Project SnappyData - memory optimized analytics database, based on Apache Spark™ and Apache Geode™. Stream, Transact, Analyze, Predict in one cluster
http://www.snappydata.io
Other
1.04k stars 202 forks source link

What is the plan/roadmap for supporting Hive metastore tables stored in HDFS and SnappyData tables via SQL? #762

Open LarrySchumacher opened 7 years ago

LarrySchumacher commented 7 years ago

Can SnappyData tables coexist with Hive metastore tables stored on HDFS? If not is this capability planned for a future release?

We have a large HDFS/Spark cluster with a large amount of data stored in HDFS as Hive metastore tables. We are adding a SnappyData cluster to the mix and would like to be able to access both SnappyData tables and Hive metastore tables stored on HDFS via SQL.

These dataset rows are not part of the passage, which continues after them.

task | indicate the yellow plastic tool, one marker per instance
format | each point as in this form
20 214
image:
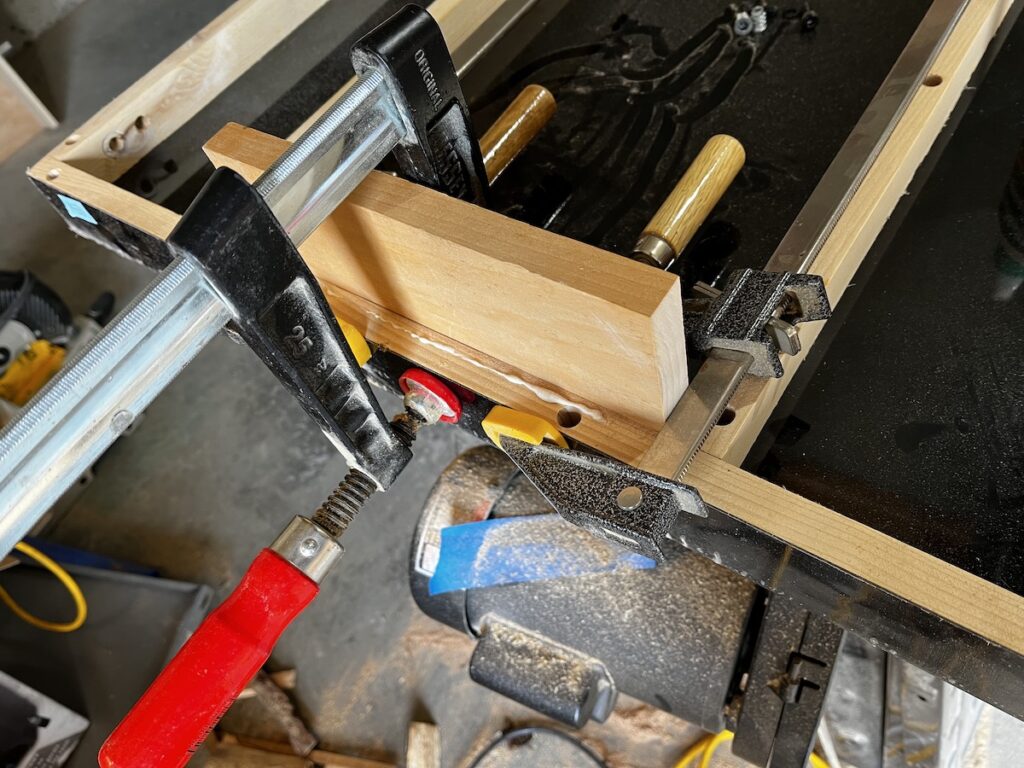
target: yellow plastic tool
355 341
526 427
30 371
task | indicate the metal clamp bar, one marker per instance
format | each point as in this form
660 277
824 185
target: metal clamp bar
76 417
91 401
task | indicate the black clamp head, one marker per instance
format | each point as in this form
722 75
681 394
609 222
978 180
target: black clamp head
281 312
757 313
440 148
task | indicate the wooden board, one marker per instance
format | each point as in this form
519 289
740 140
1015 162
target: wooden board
962 598
868 210
24 115
164 99
424 749
586 324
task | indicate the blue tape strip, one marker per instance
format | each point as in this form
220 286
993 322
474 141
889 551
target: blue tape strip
517 550
76 210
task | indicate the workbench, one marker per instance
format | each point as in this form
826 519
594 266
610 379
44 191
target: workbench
830 432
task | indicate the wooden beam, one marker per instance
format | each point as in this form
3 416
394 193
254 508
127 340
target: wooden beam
964 599
586 324
868 210
424 750
166 97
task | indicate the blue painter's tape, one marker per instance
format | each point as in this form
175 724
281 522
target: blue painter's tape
517 550
77 210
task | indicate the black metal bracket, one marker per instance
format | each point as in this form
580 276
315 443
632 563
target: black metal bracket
611 500
786 686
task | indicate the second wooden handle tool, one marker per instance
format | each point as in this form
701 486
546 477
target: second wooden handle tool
689 203
515 127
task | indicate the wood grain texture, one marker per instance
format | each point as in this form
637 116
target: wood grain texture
424 750
697 192
973 603
584 321
182 84
868 210
515 128
24 116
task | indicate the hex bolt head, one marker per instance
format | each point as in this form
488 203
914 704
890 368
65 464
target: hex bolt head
629 498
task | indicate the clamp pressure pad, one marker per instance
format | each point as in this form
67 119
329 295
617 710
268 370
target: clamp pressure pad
440 148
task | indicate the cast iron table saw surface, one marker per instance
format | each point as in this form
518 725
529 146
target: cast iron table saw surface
912 420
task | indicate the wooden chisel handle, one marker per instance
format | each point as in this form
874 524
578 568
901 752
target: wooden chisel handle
515 128
689 203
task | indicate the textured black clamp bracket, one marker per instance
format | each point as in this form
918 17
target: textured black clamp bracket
739 316
441 150
281 312
612 500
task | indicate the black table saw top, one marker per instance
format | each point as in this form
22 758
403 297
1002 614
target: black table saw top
911 419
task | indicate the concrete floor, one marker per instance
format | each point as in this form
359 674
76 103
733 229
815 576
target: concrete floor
224 457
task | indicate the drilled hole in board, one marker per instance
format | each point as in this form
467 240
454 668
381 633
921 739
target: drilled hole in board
568 418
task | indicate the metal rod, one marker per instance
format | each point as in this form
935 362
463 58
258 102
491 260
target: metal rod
320 170
95 396
695 415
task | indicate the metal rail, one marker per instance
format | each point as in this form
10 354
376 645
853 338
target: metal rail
705 400
76 417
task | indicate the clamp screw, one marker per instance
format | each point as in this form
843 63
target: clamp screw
428 400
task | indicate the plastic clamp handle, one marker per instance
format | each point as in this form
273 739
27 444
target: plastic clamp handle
504 421
180 708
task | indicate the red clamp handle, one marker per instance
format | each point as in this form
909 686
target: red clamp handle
182 705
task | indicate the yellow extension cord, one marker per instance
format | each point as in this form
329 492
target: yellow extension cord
65 578
706 748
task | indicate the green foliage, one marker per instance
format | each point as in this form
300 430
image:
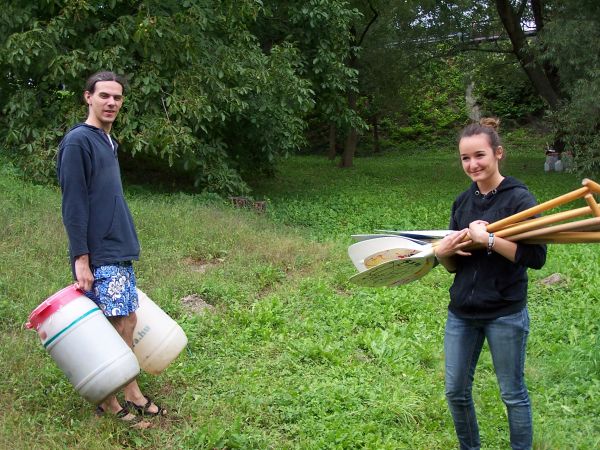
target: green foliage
569 42
290 355
203 93
502 88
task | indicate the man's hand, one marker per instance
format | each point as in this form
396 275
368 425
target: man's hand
83 273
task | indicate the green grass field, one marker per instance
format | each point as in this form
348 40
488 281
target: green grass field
289 355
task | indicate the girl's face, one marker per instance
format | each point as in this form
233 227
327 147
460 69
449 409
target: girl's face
479 160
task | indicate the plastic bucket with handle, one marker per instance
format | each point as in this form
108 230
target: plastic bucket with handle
84 344
157 338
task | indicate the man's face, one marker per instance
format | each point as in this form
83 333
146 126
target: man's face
104 104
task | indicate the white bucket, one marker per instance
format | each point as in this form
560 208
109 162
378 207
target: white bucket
84 344
157 339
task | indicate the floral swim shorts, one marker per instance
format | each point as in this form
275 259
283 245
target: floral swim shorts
114 289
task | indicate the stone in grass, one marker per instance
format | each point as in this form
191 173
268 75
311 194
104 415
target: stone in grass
555 278
197 304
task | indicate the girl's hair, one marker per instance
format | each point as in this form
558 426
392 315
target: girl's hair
90 84
486 125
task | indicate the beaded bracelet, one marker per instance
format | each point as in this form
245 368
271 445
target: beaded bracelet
490 243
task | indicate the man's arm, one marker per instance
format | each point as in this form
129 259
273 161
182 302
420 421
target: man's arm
83 273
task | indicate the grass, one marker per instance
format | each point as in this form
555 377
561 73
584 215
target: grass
291 355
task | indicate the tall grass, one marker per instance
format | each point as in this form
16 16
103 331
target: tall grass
290 355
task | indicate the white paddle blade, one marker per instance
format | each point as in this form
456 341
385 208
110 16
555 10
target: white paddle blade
423 235
396 272
362 250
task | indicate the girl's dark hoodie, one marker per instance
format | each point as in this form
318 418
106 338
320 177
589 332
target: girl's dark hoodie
490 286
96 217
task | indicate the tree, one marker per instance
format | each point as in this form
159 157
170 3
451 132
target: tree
569 42
204 95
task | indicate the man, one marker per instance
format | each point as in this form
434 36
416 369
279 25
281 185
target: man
102 237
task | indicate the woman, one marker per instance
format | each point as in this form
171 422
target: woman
488 298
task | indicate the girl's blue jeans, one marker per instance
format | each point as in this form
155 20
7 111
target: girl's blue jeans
507 340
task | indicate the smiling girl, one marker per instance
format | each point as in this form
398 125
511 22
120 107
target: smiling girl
488 298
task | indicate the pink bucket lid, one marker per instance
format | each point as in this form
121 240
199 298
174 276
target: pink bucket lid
51 305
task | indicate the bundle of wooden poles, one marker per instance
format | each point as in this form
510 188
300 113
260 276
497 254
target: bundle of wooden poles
558 228
394 258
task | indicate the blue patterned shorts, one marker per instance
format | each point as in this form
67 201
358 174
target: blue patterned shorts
114 289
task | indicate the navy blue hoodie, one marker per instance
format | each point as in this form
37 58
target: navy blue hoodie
490 286
95 214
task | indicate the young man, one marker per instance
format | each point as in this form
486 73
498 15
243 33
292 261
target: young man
102 237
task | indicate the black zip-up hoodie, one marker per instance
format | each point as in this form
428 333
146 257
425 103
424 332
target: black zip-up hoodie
490 286
96 217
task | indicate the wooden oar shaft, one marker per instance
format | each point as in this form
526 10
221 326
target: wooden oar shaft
539 222
526 214
578 225
591 185
574 237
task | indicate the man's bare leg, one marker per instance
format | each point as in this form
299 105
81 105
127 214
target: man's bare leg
125 326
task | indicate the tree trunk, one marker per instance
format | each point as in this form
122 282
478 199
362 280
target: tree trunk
375 125
536 73
351 139
332 149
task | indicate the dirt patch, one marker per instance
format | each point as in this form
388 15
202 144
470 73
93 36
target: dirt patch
197 304
202 265
554 279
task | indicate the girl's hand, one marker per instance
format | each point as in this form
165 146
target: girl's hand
478 232
453 244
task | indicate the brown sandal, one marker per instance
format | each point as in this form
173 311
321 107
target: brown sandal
144 409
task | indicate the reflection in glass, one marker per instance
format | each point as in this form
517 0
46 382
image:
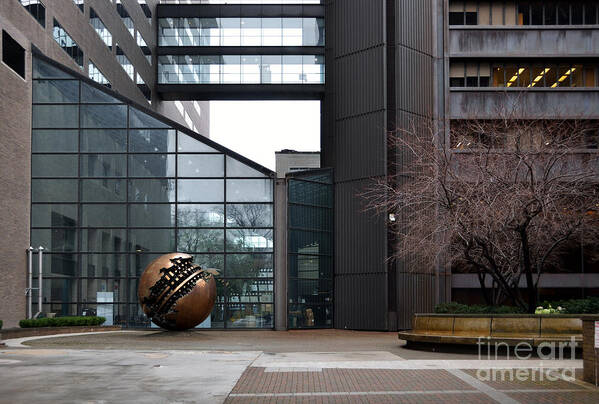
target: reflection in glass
56 91
55 116
152 215
249 190
103 190
201 165
151 165
196 215
152 140
54 165
103 266
103 116
250 240
103 240
103 165
249 265
54 190
56 239
250 316
200 240
200 190
53 215
141 240
187 144
103 140
53 140
249 215
151 190
99 215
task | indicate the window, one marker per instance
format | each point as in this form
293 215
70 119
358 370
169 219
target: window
125 63
13 54
36 9
67 43
108 197
96 75
523 74
100 28
534 12
79 4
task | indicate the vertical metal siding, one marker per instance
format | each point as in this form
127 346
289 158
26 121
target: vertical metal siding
354 140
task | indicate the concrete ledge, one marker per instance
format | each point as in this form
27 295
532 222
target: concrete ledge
510 329
12 333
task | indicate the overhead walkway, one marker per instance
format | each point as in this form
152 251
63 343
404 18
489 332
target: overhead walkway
230 52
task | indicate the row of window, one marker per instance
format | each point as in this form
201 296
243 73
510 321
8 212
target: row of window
131 265
241 69
523 74
530 135
192 31
251 215
499 12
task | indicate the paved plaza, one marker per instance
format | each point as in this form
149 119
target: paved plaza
327 366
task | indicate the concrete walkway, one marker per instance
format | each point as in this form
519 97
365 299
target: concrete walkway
364 368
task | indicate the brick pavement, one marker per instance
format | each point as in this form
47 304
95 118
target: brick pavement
259 385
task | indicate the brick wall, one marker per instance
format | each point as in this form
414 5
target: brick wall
588 349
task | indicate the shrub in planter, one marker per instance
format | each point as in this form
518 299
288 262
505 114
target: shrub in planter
62 321
457 308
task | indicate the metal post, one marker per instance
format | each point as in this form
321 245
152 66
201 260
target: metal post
29 289
39 286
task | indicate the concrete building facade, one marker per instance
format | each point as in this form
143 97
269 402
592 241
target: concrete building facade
384 65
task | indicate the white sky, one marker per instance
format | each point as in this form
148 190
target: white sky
256 129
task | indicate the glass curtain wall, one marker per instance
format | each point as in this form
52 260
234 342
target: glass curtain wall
113 188
310 250
193 31
241 69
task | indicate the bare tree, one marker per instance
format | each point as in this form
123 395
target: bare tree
498 197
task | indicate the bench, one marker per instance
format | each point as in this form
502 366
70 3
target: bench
469 329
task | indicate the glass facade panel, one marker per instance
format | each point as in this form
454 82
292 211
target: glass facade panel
249 190
201 165
103 190
125 206
152 215
310 250
250 316
54 190
103 165
52 140
249 215
152 165
241 69
55 116
54 165
56 92
250 240
104 140
151 190
200 215
200 240
103 240
187 144
53 215
200 191
249 266
152 141
99 215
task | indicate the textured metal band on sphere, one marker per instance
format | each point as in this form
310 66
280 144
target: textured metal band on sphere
175 293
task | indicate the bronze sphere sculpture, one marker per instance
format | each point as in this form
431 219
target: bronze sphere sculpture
175 293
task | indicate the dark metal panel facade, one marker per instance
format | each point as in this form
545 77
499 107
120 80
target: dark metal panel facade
415 283
353 133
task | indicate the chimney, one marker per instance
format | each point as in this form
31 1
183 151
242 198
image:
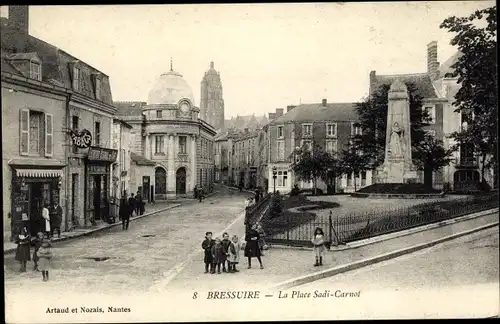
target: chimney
432 62
19 17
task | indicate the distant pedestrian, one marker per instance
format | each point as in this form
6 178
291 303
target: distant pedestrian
217 254
234 254
318 242
46 217
124 213
207 245
131 202
45 255
56 219
23 241
225 244
38 243
252 249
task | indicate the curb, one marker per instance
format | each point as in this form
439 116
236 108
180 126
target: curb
366 262
385 237
90 232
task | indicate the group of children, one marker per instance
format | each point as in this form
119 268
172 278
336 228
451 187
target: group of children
41 255
219 253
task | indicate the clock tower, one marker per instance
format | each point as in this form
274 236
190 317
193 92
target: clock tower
211 99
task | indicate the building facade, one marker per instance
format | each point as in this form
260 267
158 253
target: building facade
212 99
328 125
172 150
73 127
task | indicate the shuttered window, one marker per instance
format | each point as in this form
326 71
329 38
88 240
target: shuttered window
25 136
49 134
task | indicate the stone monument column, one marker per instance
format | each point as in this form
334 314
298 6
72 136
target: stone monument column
398 166
192 155
171 181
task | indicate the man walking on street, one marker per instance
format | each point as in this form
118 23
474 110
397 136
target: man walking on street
56 219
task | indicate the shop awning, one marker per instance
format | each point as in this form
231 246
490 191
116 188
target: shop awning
38 173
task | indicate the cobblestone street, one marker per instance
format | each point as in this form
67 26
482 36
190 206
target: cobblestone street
137 257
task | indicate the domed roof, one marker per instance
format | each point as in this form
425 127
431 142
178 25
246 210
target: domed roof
169 89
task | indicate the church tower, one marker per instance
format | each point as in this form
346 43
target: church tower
211 100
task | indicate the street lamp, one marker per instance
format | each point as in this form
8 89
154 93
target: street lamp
275 171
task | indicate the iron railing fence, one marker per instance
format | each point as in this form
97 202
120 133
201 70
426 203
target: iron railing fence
297 229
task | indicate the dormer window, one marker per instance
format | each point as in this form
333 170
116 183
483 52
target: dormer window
98 89
35 71
76 79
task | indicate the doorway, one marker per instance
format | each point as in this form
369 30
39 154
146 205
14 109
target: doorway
180 182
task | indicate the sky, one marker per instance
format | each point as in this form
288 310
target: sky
268 55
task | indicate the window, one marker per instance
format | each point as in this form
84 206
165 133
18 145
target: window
37 133
280 132
281 150
331 146
182 144
307 144
356 129
35 71
159 142
307 130
98 88
431 110
331 130
97 133
282 178
76 79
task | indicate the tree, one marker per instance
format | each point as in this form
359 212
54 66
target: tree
373 121
430 155
476 68
312 164
355 161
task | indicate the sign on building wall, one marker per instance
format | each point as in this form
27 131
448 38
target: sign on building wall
102 154
81 139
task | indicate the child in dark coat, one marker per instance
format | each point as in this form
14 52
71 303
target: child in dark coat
23 241
225 244
38 244
218 254
207 245
45 255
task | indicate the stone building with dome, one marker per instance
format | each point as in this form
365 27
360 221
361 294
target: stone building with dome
171 148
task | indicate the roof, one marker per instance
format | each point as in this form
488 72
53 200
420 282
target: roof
422 81
140 160
446 68
316 112
129 108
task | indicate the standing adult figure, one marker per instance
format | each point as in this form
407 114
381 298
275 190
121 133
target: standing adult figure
46 217
131 202
124 212
56 219
252 249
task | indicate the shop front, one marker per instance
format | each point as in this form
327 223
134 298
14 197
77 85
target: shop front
32 189
97 177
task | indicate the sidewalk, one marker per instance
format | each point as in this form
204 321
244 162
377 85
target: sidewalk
286 264
10 247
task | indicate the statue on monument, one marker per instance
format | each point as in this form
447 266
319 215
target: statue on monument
395 143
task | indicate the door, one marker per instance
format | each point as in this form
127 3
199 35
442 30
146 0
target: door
145 188
97 197
180 183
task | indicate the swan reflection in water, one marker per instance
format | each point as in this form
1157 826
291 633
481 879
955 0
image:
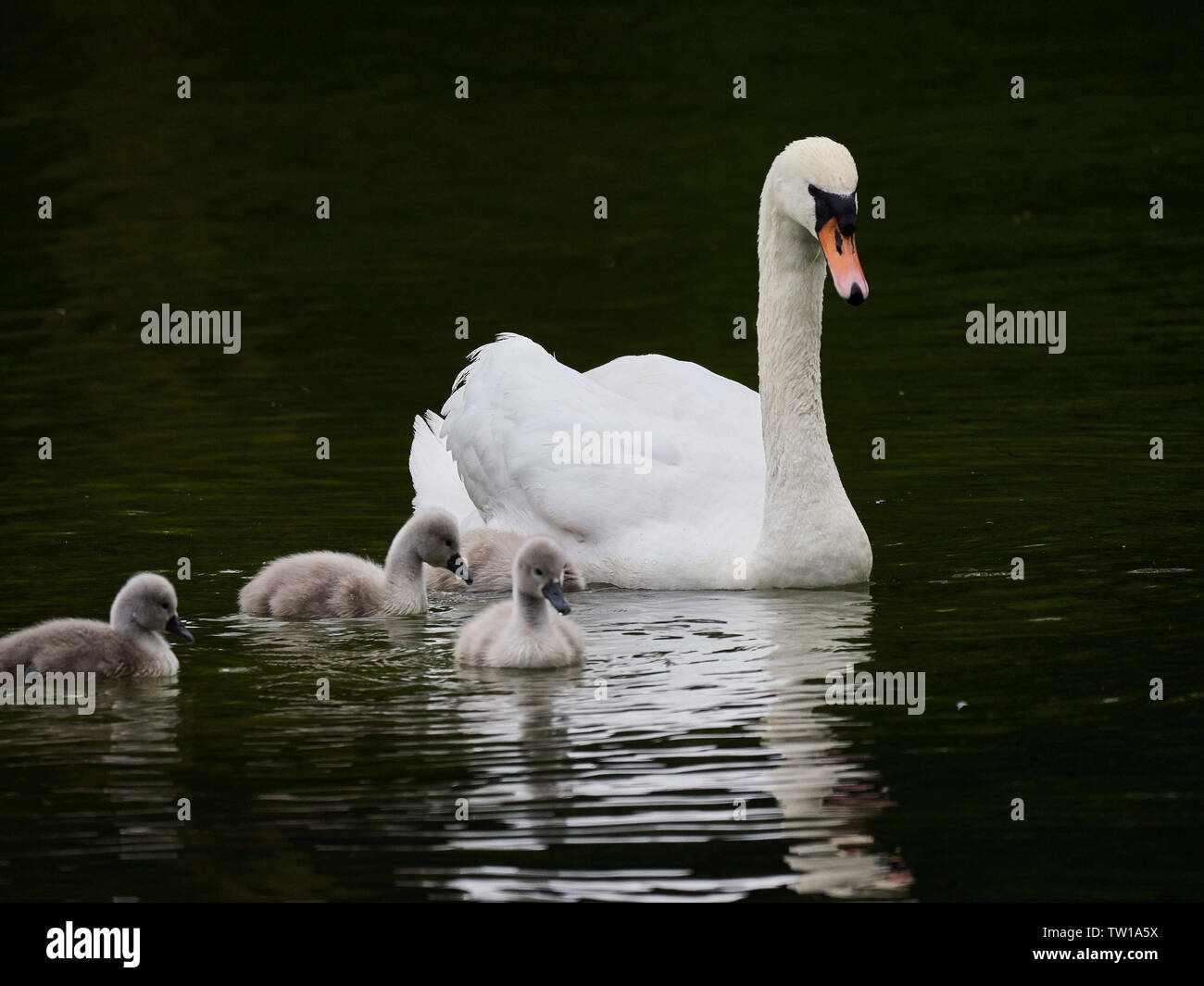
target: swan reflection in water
698 718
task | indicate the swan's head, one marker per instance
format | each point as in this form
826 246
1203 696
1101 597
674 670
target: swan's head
148 601
814 182
540 571
434 537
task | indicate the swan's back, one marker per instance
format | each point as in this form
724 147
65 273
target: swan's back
681 523
314 585
83 645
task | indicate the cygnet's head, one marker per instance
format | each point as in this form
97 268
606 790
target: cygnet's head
540 571
148 601
814 182
434 536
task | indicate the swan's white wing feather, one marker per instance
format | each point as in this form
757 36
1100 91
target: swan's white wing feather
697 505
436 481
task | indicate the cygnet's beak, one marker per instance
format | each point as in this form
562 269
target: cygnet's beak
552 593
841 251
458 568
175 625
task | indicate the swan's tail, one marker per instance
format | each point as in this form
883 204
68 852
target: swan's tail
436 480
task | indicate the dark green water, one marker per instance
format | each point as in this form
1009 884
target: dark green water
483 208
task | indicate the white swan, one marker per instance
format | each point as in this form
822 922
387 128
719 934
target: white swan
739 492
131 644
525 632
320 584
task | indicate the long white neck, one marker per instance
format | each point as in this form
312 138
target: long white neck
807 514
404 574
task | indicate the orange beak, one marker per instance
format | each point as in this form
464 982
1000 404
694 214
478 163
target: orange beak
842 256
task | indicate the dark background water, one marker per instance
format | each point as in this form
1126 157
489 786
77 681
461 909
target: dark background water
483 208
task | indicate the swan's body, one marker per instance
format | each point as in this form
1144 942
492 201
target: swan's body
320 584
526 632
490 555
739 490
131 644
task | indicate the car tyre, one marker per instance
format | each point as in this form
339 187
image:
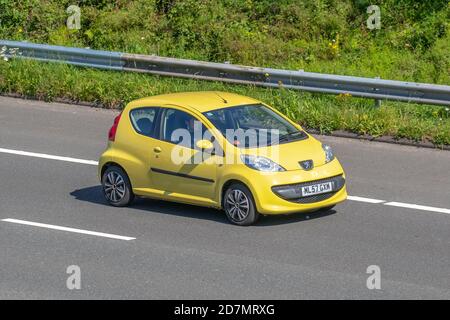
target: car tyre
116 187
239 205
328 208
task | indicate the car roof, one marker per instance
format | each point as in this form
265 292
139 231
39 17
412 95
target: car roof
201 101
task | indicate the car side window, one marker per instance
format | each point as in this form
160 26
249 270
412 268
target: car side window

jramnara commented 7 years ago

Is this not working? If the Hive table was created using a format supported in Spark like Parquet or ORC, you should be able to create an external table simply pointing your path to the HDFS folder, no ? Is this works, then, you can work with these external tables along with Snappy Tables in the same query, etc.

Or, using a SparkSession enabled with Hive - you can create a SparkSession with Hive enabled (org.apache.spark.sql.SparkSession.builder.enableHiveSupport.getOrCreate) , create tables and access using this session instance. And, you can access Snappy Tables using a SnappySession. Unfortunately, you cannot join tables accessible like this with Snappy Tables in the same query.

When it comes to automatically integrating with an external Hive meta store, we would need to explore if and how this is possible.